The U.S. Cybersecurity and Infrastructure Security Agency (CISA) is warning government and critical infrastructure entities (both private and public) to act now to prepare against emerging cyber threats with the onset of quantum computing.
What is Quantum Computing?
Quantum computing is a rapidly-emerging technology that harnesses the laws of quantum mechanics to solve problems too complex for classical computers, according to IBM. By leveraging quantum mechanics, these powerful computers utilize qubits (or “quantum bits”) in place of Binary bits in order to attain greater computing power and speed.

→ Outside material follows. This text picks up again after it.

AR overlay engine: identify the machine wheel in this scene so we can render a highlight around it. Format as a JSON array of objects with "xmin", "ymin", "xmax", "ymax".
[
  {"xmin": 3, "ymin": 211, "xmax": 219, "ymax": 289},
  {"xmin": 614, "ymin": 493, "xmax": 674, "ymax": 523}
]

There are many advantages to quantum computing, including:
- Faster computations: quantum computers can potentially provide computational power that is unmatched by traditional computers
- Solve complex problems: quantum computers can allow many calculations to be done at the same time and solve extremely complicated calculations easily
- Best for simulations: quantum computers are the best for data simulation computing, algorithms created can simulate a large variety of things and can mimic many complex systems
Quantum Computing Holds New Security Risks
Quantum computing also presents major risks – the most significant security risks are associated with cryptographic encryption. The global internet economy relies on cryptography as the foundation for a secure network. The complex algorithms used to create public and private keys to decrypt encrypted data do not hold up in a quantum environment, according to AT&T Cybersecurity. With cryptographic encryption, anyone who wants to see an encrypted file must have the key or unique code in order to unlock it. Quantum computers have the potential to break encryption algorithms, and in the wrong hands, these powerful quantum computers could threaten U.S. national security.
A Security Solution Built for the Future
Eclypses MTE technology is a security of the future and does not require public or private key sharing to work. Since MTE technology is not session based, there is no need for handshaking at the start of every session, which reduces the attack surface for quantum computing. Also, since MTE technology is not encryption, there is no encryption key that can be brute forced for each transmission, thus taking away the advantage quantum computing brings.
“CISA continues to warn us of this impending threat and urges business leaders to start preparing for post-quantum cryptography. At Eclypses, we are confident that our MTE technology will help you prepare and get ahead of this,” comments Eclypses Chief Development Officer, Tim Reynolds. Recently, CISA advises that early preparations will ensure a smooth migration to the post-quantum cryptography standard once it is available.